At Beech and later Learjet I was mentored by Jim Greenwood, who literally wrote the book on how to promote general aviation. That he was my close friend and actually appreciated my work was one of the rewarding experiences of my life. Jim died in 2012 at the age of 91.

Here are 4 close friends with a combined 170+ years in general aviation. From left to right are Doug Allen, independent film producer; Clay Lacy, Clay Lacy Aviation; Al Higdon; and Alex Kvassay, former Beech and Learjet international marketing chief.

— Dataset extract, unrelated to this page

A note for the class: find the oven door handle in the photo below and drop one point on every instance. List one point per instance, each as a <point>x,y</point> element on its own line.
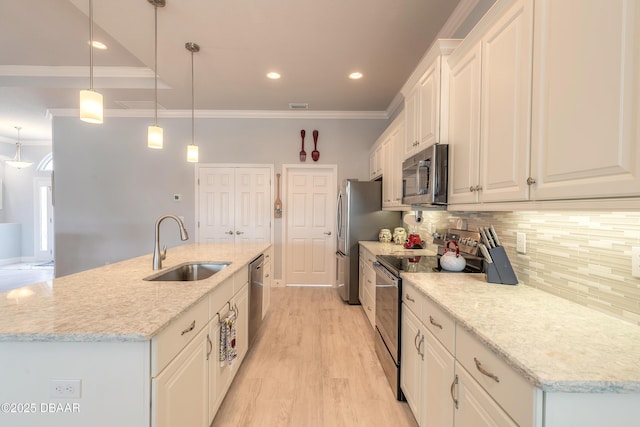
<point>380,269</point>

Also at Beech I met, worked alongside, and became best friends with Wendell Sullivan, at that time the company's assistant advertising manager. He would later become my co-founding partner of an advertising/public relations firm bearing our names.

Charles Gates (L) persuaded Harry Combs (R) to come out of retirement to head Learjet in 1971. Gates owned the Gates Rubber Company, which in 1966 bought Combs Aircraft and in 1967 bought Learjet.

Among others I worked closely with at Beech and Learjet were Alex Kvassay, no stranger to Pro Pilot readers, who at time of his retirement in 1982 had sold more business jets outside the US than anyone else in the industry. My buddy Linden Blue was my tennis partner on too many occasions to count; he went on to establish a significant legacy in aviation and, more recently, defense at General Atomics, which successfully produces UAVs for government use.

Benn Isaacman came to Learjet from Atlantic Aviation in 1968 to head up all interior design. His work over the years greatly improved Learjet interior appearances and functionality. He continued to set industry standards throughout his post-Learjet career.

Also looming large in my Learjet memory bank is Benn Isaacman, who was a true game-changer in conceptualizing how business aircraft interiors are designed, produced and installed. Another talented friend was Doug Allen, an independent film producer of dozens of commercial videos for the industry, including a princely number of great ones for Learjet.

By early 1971, with the economy and the industry struggling mightily, I had an itch to move on. Wendell Sullivan and I for years had talked about starting our own business and now the time was right for both of us. In early June I gave notice to the Learjet program, and on July 1 we opened the doors of Sullivan Higdon Inc.
But we never closed our doors to aviation.

Al Higdon spent 12 years as a public relations executive with Beech and
Learjet before co-founding an advertising/pr firm that represented more than a dozen clients in aviation, including Learjet and Cessna, over a 25 year period before his retirement at 60 in 1996.